Well done suspenseful thriller featuring FBI agent Becker. In this novel he is in pursuit of a cold blooded assassin who has a penchant of using an ice pick in the ear as his modus operandi. Starts a little slow but builds up nicely to an exciting climax as the assassin gets ready to kill a world leader
Another excellent book. I like this more than the first one. Once again it concentrates more on the characters with moments of thrilling action and not so much plot twists. I'm kind of tired of plot twists, so I'm enjoying this series quite a bit.
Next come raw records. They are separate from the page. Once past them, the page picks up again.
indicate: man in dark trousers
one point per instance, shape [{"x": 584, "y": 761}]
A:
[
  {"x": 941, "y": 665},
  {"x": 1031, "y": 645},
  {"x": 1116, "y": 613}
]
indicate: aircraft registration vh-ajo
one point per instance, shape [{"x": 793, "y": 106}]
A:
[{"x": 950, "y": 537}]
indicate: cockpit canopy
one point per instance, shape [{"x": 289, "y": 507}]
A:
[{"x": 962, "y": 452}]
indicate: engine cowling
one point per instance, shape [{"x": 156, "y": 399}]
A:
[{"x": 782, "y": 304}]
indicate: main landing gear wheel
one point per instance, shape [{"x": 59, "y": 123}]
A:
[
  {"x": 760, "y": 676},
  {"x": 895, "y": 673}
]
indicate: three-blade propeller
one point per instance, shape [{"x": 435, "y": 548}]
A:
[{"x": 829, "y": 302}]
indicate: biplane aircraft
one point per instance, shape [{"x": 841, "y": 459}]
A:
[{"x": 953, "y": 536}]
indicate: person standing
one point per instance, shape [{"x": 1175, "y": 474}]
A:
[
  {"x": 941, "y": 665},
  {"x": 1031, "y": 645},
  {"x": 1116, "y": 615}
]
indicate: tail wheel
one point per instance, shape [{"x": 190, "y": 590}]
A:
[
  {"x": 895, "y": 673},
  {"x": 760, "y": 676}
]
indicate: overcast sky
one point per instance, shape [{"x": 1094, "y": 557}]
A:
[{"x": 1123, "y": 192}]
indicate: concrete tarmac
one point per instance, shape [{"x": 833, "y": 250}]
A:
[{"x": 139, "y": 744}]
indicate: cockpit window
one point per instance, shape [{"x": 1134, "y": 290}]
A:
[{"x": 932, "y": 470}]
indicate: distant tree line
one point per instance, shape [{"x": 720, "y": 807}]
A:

Spoiler: Once again there's a woman who's so crippled by loneliness that she turns into a tool. Hoping the pattern won't keep. It would get dull.
Another superior thriller by David Wiltse in the John Becker series. Here, the FBI profiler with an uncanny knack for getting into the heads of psychopaths, races against time to catch a ruthless international terrorist before he strikes at a UN convention in New York.
Fast-paced and tightly-plotted, this is a much better novel than your run-of-the-mill thriller.
Can Agent Becker stop this assassin who loves to kill people by jamming an ice pick in their ear. This is a thriller and the terrorist doesn't hesitate or discriminate on his victims. this on will keep you up at night.
Always interesting to see a pre 9/11 portrayal of an anti terrorism unit. Pretty creepy to see the hero with demons at least as large as the villain's.